The planning for Mr. Welch’s exit began with a list of 23 internal candidates seven years before he left. The board hopes to avoid a repetition of that competition, one of the people familiar with the company said.
The race to succeed Mr. Welch pitted Mr. Immelt against fellow executives Robert Nardelli and Jim McNerney and proved internally divisive. Messrs. Nardelli and McNerney each announced they were leaving to take CEO positions at other companies within 10 days of being informed by Mr. Welch, at the end of a Thanksgiving weekend, that neither would become chief at GE.

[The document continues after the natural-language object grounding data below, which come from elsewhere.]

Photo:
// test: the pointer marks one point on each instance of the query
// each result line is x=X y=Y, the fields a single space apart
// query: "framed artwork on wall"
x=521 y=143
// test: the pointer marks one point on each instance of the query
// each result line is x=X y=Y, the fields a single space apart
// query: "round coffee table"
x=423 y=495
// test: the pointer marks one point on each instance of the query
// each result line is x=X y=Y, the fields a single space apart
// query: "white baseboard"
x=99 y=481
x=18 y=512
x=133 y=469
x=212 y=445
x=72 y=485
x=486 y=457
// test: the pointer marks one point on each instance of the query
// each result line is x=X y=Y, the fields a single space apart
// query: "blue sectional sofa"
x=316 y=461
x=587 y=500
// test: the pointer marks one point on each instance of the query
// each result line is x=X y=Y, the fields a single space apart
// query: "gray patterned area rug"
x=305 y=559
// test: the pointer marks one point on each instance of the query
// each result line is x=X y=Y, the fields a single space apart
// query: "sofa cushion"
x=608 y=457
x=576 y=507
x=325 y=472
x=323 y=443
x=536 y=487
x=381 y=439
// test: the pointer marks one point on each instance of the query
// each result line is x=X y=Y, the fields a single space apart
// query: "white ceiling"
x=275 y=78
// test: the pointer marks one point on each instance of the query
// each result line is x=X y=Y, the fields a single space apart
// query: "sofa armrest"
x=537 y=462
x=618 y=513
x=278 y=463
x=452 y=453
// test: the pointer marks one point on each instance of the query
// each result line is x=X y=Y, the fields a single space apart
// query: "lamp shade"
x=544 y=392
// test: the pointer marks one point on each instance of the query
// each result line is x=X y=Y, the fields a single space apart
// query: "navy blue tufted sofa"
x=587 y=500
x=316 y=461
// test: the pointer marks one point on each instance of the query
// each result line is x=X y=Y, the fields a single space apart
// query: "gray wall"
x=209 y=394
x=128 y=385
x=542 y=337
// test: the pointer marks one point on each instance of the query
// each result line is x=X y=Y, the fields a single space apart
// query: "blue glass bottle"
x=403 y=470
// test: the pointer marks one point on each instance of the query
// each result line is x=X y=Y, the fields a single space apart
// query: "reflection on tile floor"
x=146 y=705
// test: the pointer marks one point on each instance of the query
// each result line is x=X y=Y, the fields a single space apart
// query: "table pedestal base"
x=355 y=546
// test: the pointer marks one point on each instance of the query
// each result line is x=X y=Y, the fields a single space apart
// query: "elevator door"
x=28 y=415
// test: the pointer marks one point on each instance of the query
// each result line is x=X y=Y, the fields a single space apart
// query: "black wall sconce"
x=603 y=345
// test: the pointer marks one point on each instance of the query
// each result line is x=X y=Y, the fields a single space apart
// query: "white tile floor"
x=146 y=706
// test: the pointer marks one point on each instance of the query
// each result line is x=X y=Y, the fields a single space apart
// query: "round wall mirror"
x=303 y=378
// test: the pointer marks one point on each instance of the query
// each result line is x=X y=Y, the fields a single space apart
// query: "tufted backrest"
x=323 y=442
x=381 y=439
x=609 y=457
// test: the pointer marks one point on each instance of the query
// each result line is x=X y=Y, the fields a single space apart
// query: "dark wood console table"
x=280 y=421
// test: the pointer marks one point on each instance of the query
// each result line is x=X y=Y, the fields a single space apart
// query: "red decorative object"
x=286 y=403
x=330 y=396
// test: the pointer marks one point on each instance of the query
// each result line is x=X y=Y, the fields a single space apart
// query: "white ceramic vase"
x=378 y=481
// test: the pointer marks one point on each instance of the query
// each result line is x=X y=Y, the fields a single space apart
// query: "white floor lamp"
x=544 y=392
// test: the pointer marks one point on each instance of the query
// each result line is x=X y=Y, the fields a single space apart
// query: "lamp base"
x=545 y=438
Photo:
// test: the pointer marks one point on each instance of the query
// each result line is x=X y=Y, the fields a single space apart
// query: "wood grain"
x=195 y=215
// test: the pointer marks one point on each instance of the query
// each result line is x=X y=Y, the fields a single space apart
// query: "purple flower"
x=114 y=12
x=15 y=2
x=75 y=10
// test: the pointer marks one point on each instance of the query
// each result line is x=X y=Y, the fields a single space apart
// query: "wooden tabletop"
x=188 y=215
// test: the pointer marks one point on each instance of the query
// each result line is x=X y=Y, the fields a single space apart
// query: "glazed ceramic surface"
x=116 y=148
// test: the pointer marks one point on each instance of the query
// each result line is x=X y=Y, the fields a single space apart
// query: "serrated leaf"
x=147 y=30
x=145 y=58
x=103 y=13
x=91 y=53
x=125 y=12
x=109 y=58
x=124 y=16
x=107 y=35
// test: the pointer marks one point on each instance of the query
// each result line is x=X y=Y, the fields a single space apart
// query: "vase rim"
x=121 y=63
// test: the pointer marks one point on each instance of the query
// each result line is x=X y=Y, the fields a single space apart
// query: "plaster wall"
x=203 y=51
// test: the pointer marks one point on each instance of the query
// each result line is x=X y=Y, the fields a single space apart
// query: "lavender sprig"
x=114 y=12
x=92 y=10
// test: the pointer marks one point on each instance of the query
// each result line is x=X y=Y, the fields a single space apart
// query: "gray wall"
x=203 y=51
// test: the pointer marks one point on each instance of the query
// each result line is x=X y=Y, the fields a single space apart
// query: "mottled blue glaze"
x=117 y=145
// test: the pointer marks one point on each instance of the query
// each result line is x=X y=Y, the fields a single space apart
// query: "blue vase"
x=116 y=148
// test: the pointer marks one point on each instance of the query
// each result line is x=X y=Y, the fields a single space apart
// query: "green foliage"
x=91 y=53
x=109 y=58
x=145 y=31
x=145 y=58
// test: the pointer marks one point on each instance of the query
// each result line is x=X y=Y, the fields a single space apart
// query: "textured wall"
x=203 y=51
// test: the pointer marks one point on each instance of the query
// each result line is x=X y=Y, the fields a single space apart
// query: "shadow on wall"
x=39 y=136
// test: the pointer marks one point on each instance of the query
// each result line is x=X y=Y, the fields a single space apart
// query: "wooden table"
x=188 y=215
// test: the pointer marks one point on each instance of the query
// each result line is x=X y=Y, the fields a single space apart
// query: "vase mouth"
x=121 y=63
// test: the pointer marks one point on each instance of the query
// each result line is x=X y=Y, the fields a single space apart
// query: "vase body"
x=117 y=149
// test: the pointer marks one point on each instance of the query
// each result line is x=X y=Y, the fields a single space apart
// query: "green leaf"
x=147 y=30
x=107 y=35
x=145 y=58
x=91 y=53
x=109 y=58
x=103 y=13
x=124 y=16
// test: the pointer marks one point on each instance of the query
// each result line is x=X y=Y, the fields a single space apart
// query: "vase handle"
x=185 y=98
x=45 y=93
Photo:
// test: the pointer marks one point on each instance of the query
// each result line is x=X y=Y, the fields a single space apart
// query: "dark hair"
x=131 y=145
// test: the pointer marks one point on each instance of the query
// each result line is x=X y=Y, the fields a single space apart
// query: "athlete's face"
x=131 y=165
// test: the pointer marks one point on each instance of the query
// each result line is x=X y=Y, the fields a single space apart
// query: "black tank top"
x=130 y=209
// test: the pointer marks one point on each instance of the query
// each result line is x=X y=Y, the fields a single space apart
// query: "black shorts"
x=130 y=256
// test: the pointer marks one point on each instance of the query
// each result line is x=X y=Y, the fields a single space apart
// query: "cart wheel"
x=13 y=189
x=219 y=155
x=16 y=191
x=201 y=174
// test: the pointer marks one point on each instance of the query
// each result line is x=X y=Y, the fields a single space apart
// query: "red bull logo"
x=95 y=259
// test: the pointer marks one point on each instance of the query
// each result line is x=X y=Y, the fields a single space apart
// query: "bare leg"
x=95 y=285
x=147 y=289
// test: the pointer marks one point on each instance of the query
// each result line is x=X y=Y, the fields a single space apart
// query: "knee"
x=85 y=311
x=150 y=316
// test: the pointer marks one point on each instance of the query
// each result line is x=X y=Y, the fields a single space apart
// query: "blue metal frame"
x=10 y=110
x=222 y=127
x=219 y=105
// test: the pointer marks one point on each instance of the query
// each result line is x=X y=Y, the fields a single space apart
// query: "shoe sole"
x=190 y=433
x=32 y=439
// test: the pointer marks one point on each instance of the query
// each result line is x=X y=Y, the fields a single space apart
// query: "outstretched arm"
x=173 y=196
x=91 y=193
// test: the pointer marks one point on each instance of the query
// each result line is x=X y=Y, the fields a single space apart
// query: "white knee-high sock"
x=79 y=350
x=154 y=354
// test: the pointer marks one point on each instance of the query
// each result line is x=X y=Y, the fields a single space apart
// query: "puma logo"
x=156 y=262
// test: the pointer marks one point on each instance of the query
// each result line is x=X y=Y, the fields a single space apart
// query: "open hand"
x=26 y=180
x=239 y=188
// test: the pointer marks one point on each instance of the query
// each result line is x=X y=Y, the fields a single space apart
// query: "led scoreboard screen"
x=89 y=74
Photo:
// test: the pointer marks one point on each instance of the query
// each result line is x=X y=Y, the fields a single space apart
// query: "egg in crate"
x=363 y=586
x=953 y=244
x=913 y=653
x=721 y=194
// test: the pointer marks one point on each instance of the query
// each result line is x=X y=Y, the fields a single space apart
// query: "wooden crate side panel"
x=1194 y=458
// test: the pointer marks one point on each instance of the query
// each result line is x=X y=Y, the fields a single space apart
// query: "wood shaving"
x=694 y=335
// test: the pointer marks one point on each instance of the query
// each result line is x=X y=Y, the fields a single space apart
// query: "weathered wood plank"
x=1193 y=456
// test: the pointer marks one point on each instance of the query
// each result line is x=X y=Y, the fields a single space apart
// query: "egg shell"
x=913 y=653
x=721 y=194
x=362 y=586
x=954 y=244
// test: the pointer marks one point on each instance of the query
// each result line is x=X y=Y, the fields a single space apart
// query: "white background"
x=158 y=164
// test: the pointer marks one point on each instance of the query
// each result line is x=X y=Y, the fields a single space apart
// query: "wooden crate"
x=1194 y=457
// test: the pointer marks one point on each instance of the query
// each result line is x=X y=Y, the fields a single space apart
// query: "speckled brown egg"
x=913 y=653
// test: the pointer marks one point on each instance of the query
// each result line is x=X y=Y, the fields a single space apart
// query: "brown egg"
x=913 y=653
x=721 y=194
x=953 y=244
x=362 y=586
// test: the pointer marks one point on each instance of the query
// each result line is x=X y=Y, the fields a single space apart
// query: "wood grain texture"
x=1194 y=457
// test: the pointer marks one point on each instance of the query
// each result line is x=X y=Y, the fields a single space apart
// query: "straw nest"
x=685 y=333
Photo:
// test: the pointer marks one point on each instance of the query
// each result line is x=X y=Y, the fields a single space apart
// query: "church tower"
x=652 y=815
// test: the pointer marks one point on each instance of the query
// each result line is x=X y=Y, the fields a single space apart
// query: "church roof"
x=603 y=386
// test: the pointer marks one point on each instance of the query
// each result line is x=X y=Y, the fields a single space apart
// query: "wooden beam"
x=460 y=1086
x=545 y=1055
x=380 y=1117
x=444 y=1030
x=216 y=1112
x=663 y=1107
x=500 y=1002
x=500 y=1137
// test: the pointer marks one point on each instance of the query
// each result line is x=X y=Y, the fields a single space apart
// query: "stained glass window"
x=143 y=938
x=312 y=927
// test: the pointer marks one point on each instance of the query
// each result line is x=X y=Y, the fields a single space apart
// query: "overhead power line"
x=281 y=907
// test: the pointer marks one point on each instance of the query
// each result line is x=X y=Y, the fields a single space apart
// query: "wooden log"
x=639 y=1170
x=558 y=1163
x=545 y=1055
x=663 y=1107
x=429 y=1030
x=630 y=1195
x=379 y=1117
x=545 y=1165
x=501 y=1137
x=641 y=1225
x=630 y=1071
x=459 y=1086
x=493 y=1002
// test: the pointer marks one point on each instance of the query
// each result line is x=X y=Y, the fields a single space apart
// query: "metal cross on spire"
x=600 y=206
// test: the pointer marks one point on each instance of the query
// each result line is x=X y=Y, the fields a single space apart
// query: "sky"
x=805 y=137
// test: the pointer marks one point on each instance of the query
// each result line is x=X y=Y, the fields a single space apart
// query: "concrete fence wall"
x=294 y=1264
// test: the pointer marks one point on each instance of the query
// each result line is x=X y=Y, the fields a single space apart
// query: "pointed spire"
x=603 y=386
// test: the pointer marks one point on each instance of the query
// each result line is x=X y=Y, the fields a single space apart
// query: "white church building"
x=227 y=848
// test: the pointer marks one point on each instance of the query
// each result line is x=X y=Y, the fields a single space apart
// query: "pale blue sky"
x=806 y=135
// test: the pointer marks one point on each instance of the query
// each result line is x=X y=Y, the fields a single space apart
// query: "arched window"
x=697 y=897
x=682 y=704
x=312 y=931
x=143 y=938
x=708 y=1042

Among the current contenders, Mr. Simonelli, 40, joined GE in 1994 in its fast-tracked financial management program. He rose through the ranks of GE’s appliances division before leading GE’s transportation division, a post that has been the training ground for many of GE’s senior executives. Last year, he was promoted to lead the oil and gas business, based in London.
Mr. Bolze, 50, leads the company’s gas-turbine business. He is tasked with reducing the division’s overhead by 20% and taking 10% of the cost out of the company’s line of gas turbines. He joined GE in 1993 in the mergers-and-acquisitions department, moving through senior posts at GE Healthcare before leading power generation in 2005.
Mr. Sherin joined GE in 1981. He served as CFO for 15 years and has been a vice chairman since 2007. His experience has been largely relegated to finance departments across GE’s businesses. His new position running the company’s giant finance operation will test his ability to manage a business and lead an organization.
Other possibilities include some greener executives who have been put in new positions to show their mettle. These include Jeff Bornstein, who was made CFO last year and is leading the charge in cost-cutting; Lorraine Bolsinger, who took a new role as head of distributed power after six years leading a division of GE Aviation that supplies electrical power and avionics; and Chip Blankenship, who moved from GE Aviation to lead the company’s stagnant appliances and lighting division.